Do the same cancel criteria apply for children and adults? A HEMS call could only be cancelled by the EMS paramedic if no serious illness of serious injury was present, or if the child had died on arrival of the EMS. As demonstrated in table 2, there is a sharp increase in all HEMS calls over the years (by the dispatcher) with a subsequent proportional increase of the cancel percentage (by the EMS paramedic on location). In the paediatric HEMS calls, the cancel percentage has not increased over the course of the years. The cause of this discrepancy cannot be specified by this study, but could be caused by the reluctance of the EMS-paramedic to cancel if children are involved.

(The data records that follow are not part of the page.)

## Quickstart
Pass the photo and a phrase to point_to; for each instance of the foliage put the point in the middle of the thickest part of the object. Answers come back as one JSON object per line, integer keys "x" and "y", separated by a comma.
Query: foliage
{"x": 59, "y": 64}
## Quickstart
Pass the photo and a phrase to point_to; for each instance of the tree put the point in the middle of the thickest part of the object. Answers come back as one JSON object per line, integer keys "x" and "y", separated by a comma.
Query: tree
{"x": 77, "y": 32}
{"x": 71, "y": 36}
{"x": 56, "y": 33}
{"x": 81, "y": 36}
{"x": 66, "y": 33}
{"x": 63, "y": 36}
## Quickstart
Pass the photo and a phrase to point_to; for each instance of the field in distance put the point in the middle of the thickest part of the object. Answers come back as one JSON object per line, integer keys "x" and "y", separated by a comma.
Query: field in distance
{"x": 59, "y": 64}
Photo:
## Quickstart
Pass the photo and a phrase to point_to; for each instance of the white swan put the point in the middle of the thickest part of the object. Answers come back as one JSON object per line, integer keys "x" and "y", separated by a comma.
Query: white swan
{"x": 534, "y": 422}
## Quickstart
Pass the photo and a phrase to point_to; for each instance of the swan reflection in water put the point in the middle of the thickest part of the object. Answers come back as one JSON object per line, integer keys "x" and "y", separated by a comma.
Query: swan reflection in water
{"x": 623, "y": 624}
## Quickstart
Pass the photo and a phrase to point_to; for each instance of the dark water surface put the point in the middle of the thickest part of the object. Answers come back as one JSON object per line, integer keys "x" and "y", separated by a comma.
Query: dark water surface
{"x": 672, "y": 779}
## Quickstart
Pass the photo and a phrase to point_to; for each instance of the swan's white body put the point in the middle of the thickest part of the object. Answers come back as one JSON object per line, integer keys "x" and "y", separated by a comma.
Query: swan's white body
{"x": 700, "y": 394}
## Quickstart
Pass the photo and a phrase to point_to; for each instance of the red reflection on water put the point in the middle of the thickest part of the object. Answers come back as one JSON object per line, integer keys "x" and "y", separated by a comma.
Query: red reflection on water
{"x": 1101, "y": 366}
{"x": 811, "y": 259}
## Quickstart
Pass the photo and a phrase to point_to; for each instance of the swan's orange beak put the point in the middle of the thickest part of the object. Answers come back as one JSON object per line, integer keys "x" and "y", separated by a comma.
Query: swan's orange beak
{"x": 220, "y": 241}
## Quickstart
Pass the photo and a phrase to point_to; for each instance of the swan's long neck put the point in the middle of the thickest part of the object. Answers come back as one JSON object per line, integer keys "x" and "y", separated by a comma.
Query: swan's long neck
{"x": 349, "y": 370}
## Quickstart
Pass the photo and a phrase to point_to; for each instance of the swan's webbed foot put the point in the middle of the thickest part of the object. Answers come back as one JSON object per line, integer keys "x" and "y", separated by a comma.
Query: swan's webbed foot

There are several limitations to this study. Due to the nature of the health care provided, a blind prospective study was not possible. Follow-up after 24 hours of admission through the transportation of patients to hospitals out of the primary HEMS region was not feasible; therefore the survival until hospital discharge was unknown.
Conclusion
HEMS dispatches for children constitute a significant part of all dispatches. A substantial proportion of these dispatches involve vitally compromised children, as demonstrated by the 24-hour mortality of 16% of all children involved, and by the fact that 77.5% of all children had a NACA score of IV-VII. . Dispatch criteria based on mechanism of injury are a poor triage tool. The present triage of vitally compromised children in the field is not sufficient, and needs to be addressed at the system or political level. Dispatch criteria used for HEMS in the Netherlands appear not to be well suited to children and should be adjusted to incorporate the GCS and specific types of severe illness
HEMS calls for children have not followed the same trends as HEMS calls for adults through the years. Contrary to HEMS calls for adults in the period 2001 until 2008, the cancel percentage of HEMS calls for children has not increased. This can be caused by an increase of the need for medical expertise in-the-field or by an growing reluctance of the EMS-paramedics to cancel the HEMS in when children are involved. The data in this study cannot determine which cause, or combinations of causes is the dominant factor. Further research into HEMS deployment for children is necessary.